Health Insurance May Not Cover the Cost
When young people have cancer, their family’s primary focus is to get the treatment they need to save their lives. That’s the first priority for any cancer patient. But for people who have not had children, there’s another urgent concern—preserving their fertility, so they can have a family in the future. And most states do not require health insurance to cover the cost of fertility preservation. Only about 5 percent of new cancer diagnoses happen in young people ages 15 to 39, so fertility preservation has not been addressed until recently.

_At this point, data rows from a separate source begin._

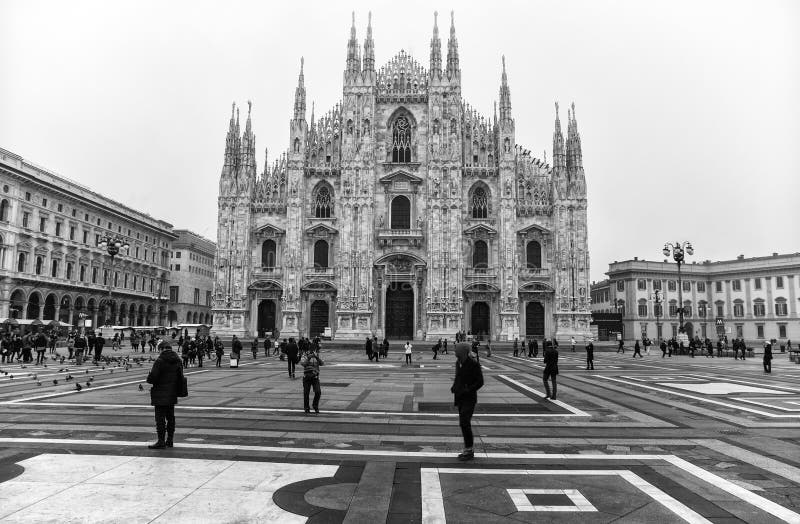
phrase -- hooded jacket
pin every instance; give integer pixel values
(165, 378)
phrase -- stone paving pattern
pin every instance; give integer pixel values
(645, 440)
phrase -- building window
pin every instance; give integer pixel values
(780, 307)
(533, 254)
(401, 140)
(323, 203)
(320, 254)
(738, 309)
(480, 255)
(758, 308)
(480, 203)
(401, 213)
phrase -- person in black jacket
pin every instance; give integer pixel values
(166, 376)
(550, 370)
(292, 351)
(467, 382)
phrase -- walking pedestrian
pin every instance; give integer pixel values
(166, 376)
(291, 356)
(468, 380)
(311, 363)
(767, 357)
(550, 370)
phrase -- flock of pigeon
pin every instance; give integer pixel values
(111, 362)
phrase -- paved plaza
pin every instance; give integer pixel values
(648, 440)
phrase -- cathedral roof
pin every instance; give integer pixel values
(402, 75)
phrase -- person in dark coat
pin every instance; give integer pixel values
(292, 350)
(550, 370)
(166, 376)
(467, 382)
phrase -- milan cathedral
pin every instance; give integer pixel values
(402, 212)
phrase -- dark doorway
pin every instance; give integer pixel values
(480, 319)
(534, 320)
(319, 318)
(400, 311)
(266, 317)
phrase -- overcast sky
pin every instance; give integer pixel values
(689, 111)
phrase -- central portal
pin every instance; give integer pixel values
(400, 311)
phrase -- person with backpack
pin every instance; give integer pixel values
(311, 363)
(167, 379)
(468, 380)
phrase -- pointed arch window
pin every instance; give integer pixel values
(480, 203)
(480, 255)
(323, 203)
(320, 254)
(401, 140)
(268, 249)
(533, 254)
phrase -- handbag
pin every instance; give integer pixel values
(184, 386)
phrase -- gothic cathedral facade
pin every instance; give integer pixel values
(403, 213)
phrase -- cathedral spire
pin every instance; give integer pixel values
(559, 162)
(353, 60)
(436, 49)
(453, 69)
(505, 97)
(369, 47)
(300, 95)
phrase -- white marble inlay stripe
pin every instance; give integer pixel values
(701, 399)
(575, 411)
(520, 499)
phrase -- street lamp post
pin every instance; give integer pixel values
(678, 251)
(112, 247)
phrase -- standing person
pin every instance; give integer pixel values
(550, 370)
(311, 363)
(467, 382)
(767, 357)
(166, 376)
(291, 356)
(99, 343)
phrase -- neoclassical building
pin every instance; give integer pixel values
(51, 267)
(403, 212)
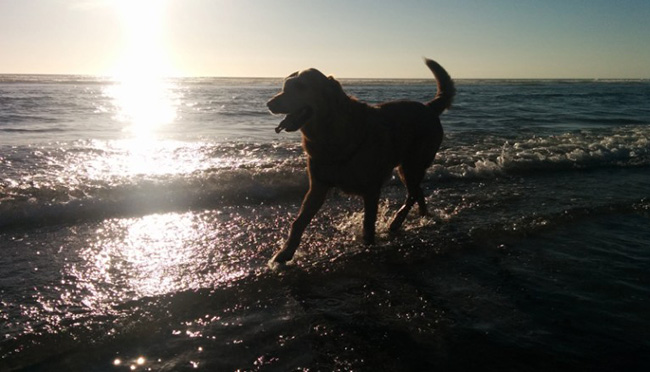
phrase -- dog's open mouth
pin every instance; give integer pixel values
(295, 120)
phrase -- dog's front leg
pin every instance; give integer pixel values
(370, 207)
(311, 204)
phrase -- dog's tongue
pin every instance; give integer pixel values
(282, 125)
(287, 123)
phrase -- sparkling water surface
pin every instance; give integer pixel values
(136, 220)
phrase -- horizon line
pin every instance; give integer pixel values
(108, 76)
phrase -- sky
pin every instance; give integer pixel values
(346, 38)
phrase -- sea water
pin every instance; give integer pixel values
(137, 219)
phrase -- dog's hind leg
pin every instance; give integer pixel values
(411, 177)
(370, 207)
(314, 199)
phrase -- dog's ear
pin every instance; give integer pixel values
(336, 86)
(336, 91)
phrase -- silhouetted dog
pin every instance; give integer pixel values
(355, 146)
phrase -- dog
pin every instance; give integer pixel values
(354, 146)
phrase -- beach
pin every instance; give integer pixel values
(136, 223)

Fertility Preservation, the Whys and Hows
Cancer treatment can harm your fertility or in some cases cause sterility. In women, surgery to remove ovaries or the uterus can cause infertility. The effects of chemotherapy and radiation vary depending on the type and stage of cancer. Chemotherapy drugs called alkylating agents and radiation applied to the ovaries do the most damage in women. In men, surgical removal of the testicles and chemotherapy or radiation that damage sperm production, quality or quantity can lead to infertility. Yet studies show that most oncologists don’t routinely discuss fertility with their patients.
Fertility preservation involves freezing the eggs, sperm or embryos before cancer treatment for later use, usually in IVF. Some experimental treatments freeze ovarian tissue with immature eggs, to be transplanted back into the patient when cancer treatment is over and they are ready to try to get pregnant. This is the only option for pre-pubescent girls to preserve fertility, but it is still experimental. Sperm freezing has been practiced for decades, and semen frozen for 20 years has successfully been used in IVF.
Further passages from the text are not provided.